Lorsque le parlementaire entre dans la cellule, le silence s'installe, des regards s'échangent avec son collaborateur. «C'est du disciplinaire, on n'est pas dans une chambre d'étudiant», justifie le directeur de l'établissement. L'évier est bouché, les toilettes et le lit rouillés. Le sol est particulièrement abîmé et une odeur d'urine se fait sentir au niveau du «coin sanitaire».
De retour dans l'espace de détention normale, Alain David tient à observer une cellule surpeuplée. «La semaine dernière on était à soixante-dix matelas», nous informe la cheffe de service pénitentiaire, le plus haut grade opérationnel en détention. Une diminution de moitié par rapport à la visite de contrôle faite par la CGLPL.
«Je n'ai pas attendu le rapport de la contrôleuse pour lutter contre la surpopulation», réplique le directeur, qui se plaint du manque de contradictoire dans le rapport de l'instance indépendante, bien que le garde des Sceaux y ait répondu, point par point. D'ailleurs, selon lui, «la réponse du ministre était parfaite».
«Les magistrats de l'institut de défense pénale» ont été invités, ainsi que des avocats, «pour les inciter à plaider les alternatives à l'incarcération», complète le directeur de la prison. Il annonce qu'une convention de Bordeaux est en cours d'élaboration avec les présidents des tribunaux de la ville et de Libourne. L'idée est de fixer «un taux de population carcérale à ne pas dépasser».
«Indigne de la France en 2022»
Au moment du passage de l'élu, aucune tension ne se fait ressentir, malgré des conditions de détention difficiles. Jules*, un prisonnier d'une cellule triplée, se plaint des nuisibles. «Je dormais par terre, il y avait des cafards, j'en pouvais plus. Il n'y a rien pour les insectes.» Et son codétenu, Farid*, de poursuivre: «Rien n'est fait pour la réinsertion et quand on écrit, ils mettent vingt ans à nous répondre.»
Les murs de la pièce sont jaunis, les vitres noircies, les espaces communs vétustes –s'y trouvent un lavabo et des toilettes particulièrement dégradés par le temps. Le tout est accompagné d'une odeur de renfermé.
Dans une autre cellule surpeuplée, où un nuage de fumée de cigarette s'abat sur le plafond, c'est un détenu unijambiste qui dort au sol. La journée, le matelas reste par terre, ce qui complique la circulation des trois détenus.
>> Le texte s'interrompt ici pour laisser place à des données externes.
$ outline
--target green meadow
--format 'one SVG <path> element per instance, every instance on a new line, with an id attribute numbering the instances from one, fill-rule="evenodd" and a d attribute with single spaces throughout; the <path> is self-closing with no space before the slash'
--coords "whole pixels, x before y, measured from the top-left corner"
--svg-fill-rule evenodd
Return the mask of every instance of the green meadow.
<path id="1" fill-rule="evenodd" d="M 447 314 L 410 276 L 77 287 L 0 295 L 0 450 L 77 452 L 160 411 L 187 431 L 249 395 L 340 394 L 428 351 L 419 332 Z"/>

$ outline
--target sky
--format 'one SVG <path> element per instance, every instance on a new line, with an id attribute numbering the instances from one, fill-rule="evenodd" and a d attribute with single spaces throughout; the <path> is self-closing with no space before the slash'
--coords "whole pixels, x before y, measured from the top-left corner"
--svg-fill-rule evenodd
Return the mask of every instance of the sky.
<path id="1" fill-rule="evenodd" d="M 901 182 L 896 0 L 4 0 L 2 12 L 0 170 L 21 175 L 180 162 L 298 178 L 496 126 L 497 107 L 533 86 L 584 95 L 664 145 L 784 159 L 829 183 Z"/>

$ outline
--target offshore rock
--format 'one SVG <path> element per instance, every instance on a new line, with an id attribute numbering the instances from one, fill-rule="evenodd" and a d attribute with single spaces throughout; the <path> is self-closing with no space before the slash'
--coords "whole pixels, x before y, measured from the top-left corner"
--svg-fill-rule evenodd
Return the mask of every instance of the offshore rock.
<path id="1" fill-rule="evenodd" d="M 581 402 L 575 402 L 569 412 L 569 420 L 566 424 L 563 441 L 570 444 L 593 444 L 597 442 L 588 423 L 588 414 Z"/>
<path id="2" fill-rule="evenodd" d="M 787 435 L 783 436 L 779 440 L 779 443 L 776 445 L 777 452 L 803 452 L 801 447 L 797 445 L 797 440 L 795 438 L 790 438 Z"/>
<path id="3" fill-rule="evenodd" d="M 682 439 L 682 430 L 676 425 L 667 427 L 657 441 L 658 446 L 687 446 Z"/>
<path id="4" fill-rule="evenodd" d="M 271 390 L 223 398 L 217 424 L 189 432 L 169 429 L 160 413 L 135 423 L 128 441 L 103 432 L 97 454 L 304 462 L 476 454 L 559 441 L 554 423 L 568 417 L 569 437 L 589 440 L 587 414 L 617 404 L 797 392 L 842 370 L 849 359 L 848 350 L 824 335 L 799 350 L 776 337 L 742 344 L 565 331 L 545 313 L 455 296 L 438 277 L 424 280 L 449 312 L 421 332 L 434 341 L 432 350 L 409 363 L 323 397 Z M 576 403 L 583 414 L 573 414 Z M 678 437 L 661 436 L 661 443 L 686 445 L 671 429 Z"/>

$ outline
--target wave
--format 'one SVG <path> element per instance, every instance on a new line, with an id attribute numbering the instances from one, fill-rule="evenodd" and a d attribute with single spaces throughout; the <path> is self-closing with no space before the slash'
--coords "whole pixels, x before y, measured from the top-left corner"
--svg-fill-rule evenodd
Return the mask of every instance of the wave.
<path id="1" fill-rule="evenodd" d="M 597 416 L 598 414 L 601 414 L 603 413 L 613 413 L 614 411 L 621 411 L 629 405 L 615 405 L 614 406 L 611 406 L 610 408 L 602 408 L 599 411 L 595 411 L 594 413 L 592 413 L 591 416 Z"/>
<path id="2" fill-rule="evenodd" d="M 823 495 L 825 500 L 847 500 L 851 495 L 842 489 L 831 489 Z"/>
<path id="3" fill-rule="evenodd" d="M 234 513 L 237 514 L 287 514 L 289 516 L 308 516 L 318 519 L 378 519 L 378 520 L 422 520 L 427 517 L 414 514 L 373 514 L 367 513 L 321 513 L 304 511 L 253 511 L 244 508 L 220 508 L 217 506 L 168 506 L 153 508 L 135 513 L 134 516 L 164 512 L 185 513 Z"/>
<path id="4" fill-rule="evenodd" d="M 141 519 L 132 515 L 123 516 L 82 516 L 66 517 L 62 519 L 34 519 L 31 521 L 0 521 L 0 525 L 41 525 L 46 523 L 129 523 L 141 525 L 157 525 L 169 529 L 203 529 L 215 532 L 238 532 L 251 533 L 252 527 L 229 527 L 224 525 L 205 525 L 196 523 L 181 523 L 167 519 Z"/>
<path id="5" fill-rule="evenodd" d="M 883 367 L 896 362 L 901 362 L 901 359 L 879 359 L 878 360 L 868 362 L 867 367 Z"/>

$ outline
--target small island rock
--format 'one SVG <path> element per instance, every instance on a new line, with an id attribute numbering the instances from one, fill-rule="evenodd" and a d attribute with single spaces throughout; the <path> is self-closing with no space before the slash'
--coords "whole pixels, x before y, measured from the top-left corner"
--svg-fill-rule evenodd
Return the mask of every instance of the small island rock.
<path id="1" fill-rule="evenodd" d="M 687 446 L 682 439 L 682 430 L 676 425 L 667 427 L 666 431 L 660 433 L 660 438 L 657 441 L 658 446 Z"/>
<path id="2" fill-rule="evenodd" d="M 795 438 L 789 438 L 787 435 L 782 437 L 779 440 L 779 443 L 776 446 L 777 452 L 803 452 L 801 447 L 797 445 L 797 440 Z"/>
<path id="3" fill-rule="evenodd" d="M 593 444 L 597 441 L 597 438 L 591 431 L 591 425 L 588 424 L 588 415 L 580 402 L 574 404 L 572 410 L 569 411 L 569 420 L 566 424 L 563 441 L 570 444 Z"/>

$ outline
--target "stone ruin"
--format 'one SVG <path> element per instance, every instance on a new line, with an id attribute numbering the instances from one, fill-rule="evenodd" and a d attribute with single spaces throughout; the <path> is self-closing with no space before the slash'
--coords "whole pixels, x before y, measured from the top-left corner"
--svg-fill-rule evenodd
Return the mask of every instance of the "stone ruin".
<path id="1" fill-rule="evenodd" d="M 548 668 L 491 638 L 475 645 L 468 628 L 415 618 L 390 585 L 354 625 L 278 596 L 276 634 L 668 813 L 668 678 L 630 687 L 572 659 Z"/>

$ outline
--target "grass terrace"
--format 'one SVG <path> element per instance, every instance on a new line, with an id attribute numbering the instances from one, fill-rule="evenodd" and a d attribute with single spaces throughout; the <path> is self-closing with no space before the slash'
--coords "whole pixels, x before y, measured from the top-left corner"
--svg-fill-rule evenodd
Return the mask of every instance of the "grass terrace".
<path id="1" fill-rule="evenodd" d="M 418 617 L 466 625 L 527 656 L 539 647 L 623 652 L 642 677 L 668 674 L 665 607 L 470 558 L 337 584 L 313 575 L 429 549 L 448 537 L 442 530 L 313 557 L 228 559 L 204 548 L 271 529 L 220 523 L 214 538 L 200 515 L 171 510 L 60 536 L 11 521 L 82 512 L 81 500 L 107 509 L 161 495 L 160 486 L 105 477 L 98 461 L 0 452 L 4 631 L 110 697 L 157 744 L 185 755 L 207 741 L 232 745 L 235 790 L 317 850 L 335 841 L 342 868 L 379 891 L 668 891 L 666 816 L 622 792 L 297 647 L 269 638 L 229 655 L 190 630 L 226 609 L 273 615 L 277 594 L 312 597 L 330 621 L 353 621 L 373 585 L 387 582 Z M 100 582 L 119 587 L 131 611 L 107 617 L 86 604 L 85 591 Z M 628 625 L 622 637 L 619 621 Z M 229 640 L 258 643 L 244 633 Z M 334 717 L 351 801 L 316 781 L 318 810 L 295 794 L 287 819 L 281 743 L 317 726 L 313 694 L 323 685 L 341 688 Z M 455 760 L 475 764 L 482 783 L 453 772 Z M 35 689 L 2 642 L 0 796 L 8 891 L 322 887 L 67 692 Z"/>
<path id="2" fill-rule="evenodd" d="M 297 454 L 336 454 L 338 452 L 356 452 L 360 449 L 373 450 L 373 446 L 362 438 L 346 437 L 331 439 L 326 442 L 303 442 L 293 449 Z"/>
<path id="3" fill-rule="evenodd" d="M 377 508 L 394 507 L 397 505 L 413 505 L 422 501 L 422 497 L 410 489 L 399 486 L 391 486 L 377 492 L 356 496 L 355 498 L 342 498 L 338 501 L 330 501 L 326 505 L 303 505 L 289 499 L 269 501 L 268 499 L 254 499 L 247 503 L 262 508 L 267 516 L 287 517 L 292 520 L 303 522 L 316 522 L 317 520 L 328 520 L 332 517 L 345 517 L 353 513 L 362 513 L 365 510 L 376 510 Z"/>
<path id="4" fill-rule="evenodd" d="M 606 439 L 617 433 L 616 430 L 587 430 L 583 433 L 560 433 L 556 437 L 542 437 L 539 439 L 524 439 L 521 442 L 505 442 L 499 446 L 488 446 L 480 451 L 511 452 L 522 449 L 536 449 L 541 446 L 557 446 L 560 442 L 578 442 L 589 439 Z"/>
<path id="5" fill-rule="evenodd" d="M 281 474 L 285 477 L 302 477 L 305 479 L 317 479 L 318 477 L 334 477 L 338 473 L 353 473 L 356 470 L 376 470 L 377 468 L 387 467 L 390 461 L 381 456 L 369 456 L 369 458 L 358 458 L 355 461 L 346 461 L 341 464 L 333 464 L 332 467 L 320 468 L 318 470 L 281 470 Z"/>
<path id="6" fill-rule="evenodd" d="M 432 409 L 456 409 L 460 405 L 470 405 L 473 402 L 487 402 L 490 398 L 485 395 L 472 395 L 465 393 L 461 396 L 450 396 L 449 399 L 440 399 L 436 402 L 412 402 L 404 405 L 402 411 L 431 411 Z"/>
Lors d'un détour par les douches collectives, nous remarquons du calcaire en quantité et de la rouille sur les murs, le plafond et les parois. Au moment de quitter la prison et de prendre congé du directeur, le député tient à lui rappeler que la prison «est un problème qui touche l'humanité et la dignité». «Sur le plan sanitaire, c'est désastreux. C'est indigne de la France en 2022.»
L'élu nous fera ensuite la confidence que lors de son entretien de pré-visite avec Dominique Bruneau, ce dernier aurait déclaré qu'il «pratiquerait la langue de bois [devant les trois journalistes, ndlr]». Comme une évidence.